Concerning conventional boostrapping, which was developed by Efron (1979), the method involves repetitively sampling with replacement from the original data set, thus construct independent boostrap replications, in order to estimate the empirical distribution of the demand (or sale volumes under our concern). Nevertheless, two significant drawbacks acknowledged in this method are: First, the possibility of any autocorrelations presenting in the data violates the assumption of independence amongst observations and Second, the generated values of the reconstructed distribution may not be observed, yet still compatible with the earlier distribution.
To transcend these limitations, Willemain 's WSS method utilizes the Markov chain to explicitly capture the autocorrelation between occurrences of demand and non-occurrences by evaluating the empirical distribution of the transition matrix. We will first summarize the incorporation of the dependency of current demand state on the previous demand occurrence status as follows:
+ Estimate the transition probability (in this context, it will be a $2 \times 2$ matrix) between two states defined above.

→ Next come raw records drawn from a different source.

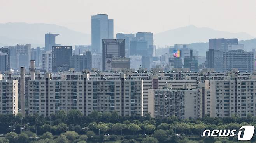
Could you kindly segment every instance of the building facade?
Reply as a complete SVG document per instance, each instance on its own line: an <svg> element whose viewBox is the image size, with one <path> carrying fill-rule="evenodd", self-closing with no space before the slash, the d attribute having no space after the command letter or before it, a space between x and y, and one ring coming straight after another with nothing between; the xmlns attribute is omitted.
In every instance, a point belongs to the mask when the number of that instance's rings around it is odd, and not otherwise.
<svg viewBox="0 0 256 143"><path fill-rule="evenodd" d="M52 47L52 72L67 71L70 66L72 46L56 46Z"/></svg>
<svg viewBox="0 0 256 143"><path fill-rule="evenodd" d="M60 35L59 34L47 33L44 34L44 50L51 51L52 46L56 46L56 37Z"/></svg>
<svg viewBox="0 0 256 143"><path fill-rule="evenodd" d="M102 70L111 68L107 67L106 63L111 65L112 58L125 56L125 39L102 40Z"/></svg>
<svg viewBox="0 0 256 143"><path fill-rule="evenodd" d="M86 51L85 55L74 55L71 56L71 68L76 71L91 69L92 56L91 52Z"/></svg>
<svg viewBox="0 0 256 143"><path fill-rule="evenodd" d="M142 115L142 80L126 79L125 74L115 80L90 80L86 73L81 77L80 80L53 80L48 73L44 80L30 80L29 114L48 116L61 110L75 109L85 115L94 110L116 111L120 116Z"/></svg>
<svg viewBox="0 0 256 143"><path fill-rule="evenodd" d="M2 75L0 74L2 78ZM0 114L18 114L18 80L0 78Z"/></svg>
<svg viewBox="0 0 256 143"><path fill-rule="evenodd" d="M102 51L102 41L114 38L114 22L109 19L107 14L91 16L91 47L92 52Z"/></svg>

+ Based upon this estimated transition probabilities and the \textbf{last} observed demand, generate a sequence of zero/non-zero values for the entire forecast horizon.
Hence, within the process above, we try to encompass the conditional structure of the occurrence (or non-occurrence) with respect to the previous periods. After generating the future sequence of demands' states, we will only perform resampling demand size restricted to the previous periods where demands occurred and random selections will be collected based on these previous non-zero demands. As previously concerned, possible values that have not been observed in the past data set might be appeared in the future; thereby, need to be accounted in the boostrapped resamples. Willemain proposed a modification to this issue by introducing a "jittering" process which permits a greater variation around the selected positive values. The flow of the jittering procedures is as below:
+ Replace all values where demand occurred with values from a set of positive previous demand sizes.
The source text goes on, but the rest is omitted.